Ray-tracing is all about intersections. In the previous slides, I told you that when you launch a ray, you need to find the intersection with the closest object. If you have 10’000 objects, then you need to compute the intersection between the ray and the object itself, for all of the objects, and then keep the closest intersection. By grouping objects in boxes, you can start with computing intersection between the ray and the boxes, and if there is an intersection with a box, only then you will look into that box and compute the intersections with the objects it contains.
Fine tuning
A box intersection takes 17 cycles, using
the robust and efficient algorithm
provided by the University of Utah ( http://people.csail.mit.edu/amy/papers/box-jgt.pdf
)
A object intersection is a lot more
expensive and can cost several hundred cycles. So then it’s a trade-off to
identify between the number of boxes, and the number of objects.
OO vs Algorithm Specific Structure
Object Oriented Design is good, because it
uses concepts that we, humans, are comfortable with. A car object is a set of wheels, tyres,
seats, and it as a color, etc. You can define inheritance that prevents from
replicating the code.
With OO, you can write readable and
maintainable code, which is essential. But OO is not optimal for performance
because it fragments memory and forces one to consider an object systematically
as a whole.
If you take the example of a person with three attributes: a first name, a second name, and an age. Now imagine that you have a collection of
persons and you want to compute the average age of that population. With OO,
you will not only take the age attribute down to the processor but you will
also take the first and the second name down to the CPU, even if you do not need them in your
algorithm. Only because OO forces you do so, by design.
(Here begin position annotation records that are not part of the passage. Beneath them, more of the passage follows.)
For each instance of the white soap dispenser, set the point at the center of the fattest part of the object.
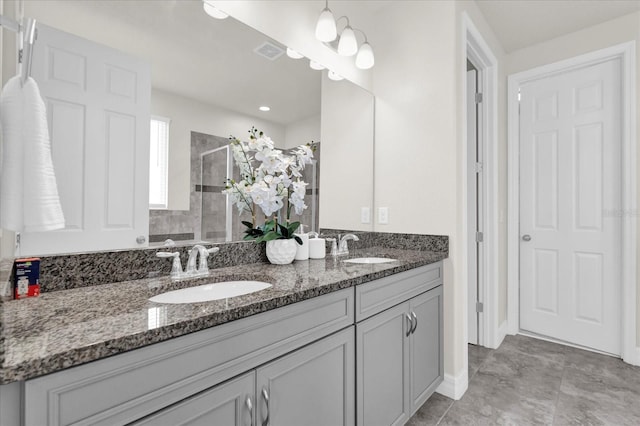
(302, 250)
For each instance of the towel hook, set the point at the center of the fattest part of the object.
(27, 54)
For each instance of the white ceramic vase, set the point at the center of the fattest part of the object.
(281, 252)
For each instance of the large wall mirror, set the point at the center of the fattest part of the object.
(209, 77)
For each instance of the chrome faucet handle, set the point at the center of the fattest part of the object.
(176, 268)
(334, 246)
(203, 266)
(193, 255)
(343, 247)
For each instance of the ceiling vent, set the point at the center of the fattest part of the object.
(269, 50)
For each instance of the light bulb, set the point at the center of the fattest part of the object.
(315, 66)
(213, 11)
(326, 27)
(365, 58)
(335, 76)
(348, 46)
(293, 54)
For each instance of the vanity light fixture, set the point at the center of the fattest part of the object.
(345, 41)
(326, 27)
(348, 45)
(213, 11)
(315, 66)
(293, 54)
(335, 76)
(365, 58)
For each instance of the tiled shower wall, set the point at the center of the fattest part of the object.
(182, 225)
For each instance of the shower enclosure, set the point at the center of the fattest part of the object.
(216, 218)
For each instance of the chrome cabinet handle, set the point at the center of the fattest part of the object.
(415, 322)
(250, 408)
(265, 396)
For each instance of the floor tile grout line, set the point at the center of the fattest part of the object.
(445, 412)
(564, 375)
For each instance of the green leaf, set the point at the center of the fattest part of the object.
(268, 237)
(284, 231)
(293, 227)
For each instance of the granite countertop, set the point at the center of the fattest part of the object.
(61, 329)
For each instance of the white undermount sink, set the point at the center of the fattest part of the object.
(209, 292)
(370, 260)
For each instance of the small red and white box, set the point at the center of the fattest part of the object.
(26, 278)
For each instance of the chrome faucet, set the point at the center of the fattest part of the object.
(176, 268)
(343, 248)
(203, 264)
(191, 270)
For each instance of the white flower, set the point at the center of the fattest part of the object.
(304, 155)
(275, 178)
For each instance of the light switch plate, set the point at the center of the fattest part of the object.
(383, 215)
(365, 215)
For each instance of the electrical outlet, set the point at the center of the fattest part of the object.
(383, 215)
(365, 215)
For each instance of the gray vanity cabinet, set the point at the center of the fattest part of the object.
(426, 343)
(382, 368)
(399, 349)
(231, 404)
(311, 386)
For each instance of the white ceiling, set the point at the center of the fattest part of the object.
(192, 54)
(523, 23)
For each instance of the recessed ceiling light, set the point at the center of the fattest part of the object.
(293, 54)
(213, 11)
(315, 66)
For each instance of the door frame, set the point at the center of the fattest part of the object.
(626, 53)
(477, 50)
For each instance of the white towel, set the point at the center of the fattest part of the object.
(29, 200)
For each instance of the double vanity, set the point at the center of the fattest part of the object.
(327, 342)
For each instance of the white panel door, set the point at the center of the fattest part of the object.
(570, 191)
(98, 106)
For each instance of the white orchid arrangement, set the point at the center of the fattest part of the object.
(274, 183)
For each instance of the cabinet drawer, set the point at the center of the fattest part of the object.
(376, 296)
(126, 387)
(231, 403)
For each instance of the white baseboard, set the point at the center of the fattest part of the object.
(503, 330)
(454, 387)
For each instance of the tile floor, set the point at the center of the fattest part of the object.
(532, 382)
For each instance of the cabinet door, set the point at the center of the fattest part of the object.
(426, 365)
(231, 403)
(382, 368)
(314, 385)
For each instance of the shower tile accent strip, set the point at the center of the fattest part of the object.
(63, 272)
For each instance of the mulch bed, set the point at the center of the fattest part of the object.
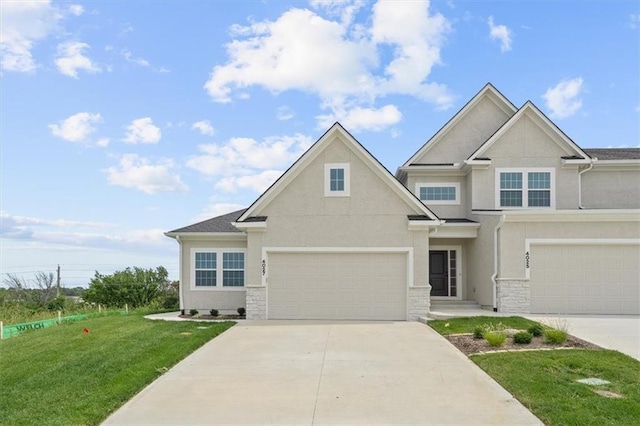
(468, 345)
(219, 317)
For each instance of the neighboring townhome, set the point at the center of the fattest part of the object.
(500, 208)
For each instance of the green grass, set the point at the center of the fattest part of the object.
(545, 382)
(466, 325)
(61, 376)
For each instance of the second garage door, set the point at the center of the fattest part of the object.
(345, 286)
(585, 279)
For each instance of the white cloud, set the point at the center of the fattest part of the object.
(127, 55)
(102, 142)
(500, 33)
(70, 59)
(142, 130)
(257, 183)
(23, 24)
(246, 155)
(76, 9)
(139, 173)
(564, 100)
(77, 127)
(363, 118)
(204, 126)
(215, 209)
(341, 62)
(284, 113)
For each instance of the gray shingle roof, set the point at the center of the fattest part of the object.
(216, 224)
(614, 153)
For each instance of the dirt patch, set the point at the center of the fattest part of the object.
(218, 318)
(468, 345)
On the other hand, if you have an algorithm
specific data structure, you will separate you “person” object in two parts.
One for the name and family name, the
other one for the age. And only the data structure containing the age will be
taken down to the processor. This will dramatically increase the performance.
In the case of the ray-tracer, we do
exactly the same. A primitive such as a
sphere for example, is composed of a number of attributes such as the center,
the radius, the material properties, texture coordinates, etc. But when
processing intersection on the first pass of the algorithm, only the center and
the radius are needed, and this can be represented in the form of a float4.
For the boxes, only the two corners of the
box are needed, meaning two float3.
Order in RAM
Now that we have defined our data
structures, this needs to be optimized them for computers.
In our case, we have boxes and we need to
compute the ray-box intersection for each of them. So let’s make sure that
boxes are aligned in memory.
As we go through our boxes, if an intersection is found, we need to get deeper into the box to make sure that there is an intersection with a primitive. Meaning that ordering primitives also is essential. This is what is being done at a second level. And as explained in the previous slide, only me minimal information is taken down to the processor.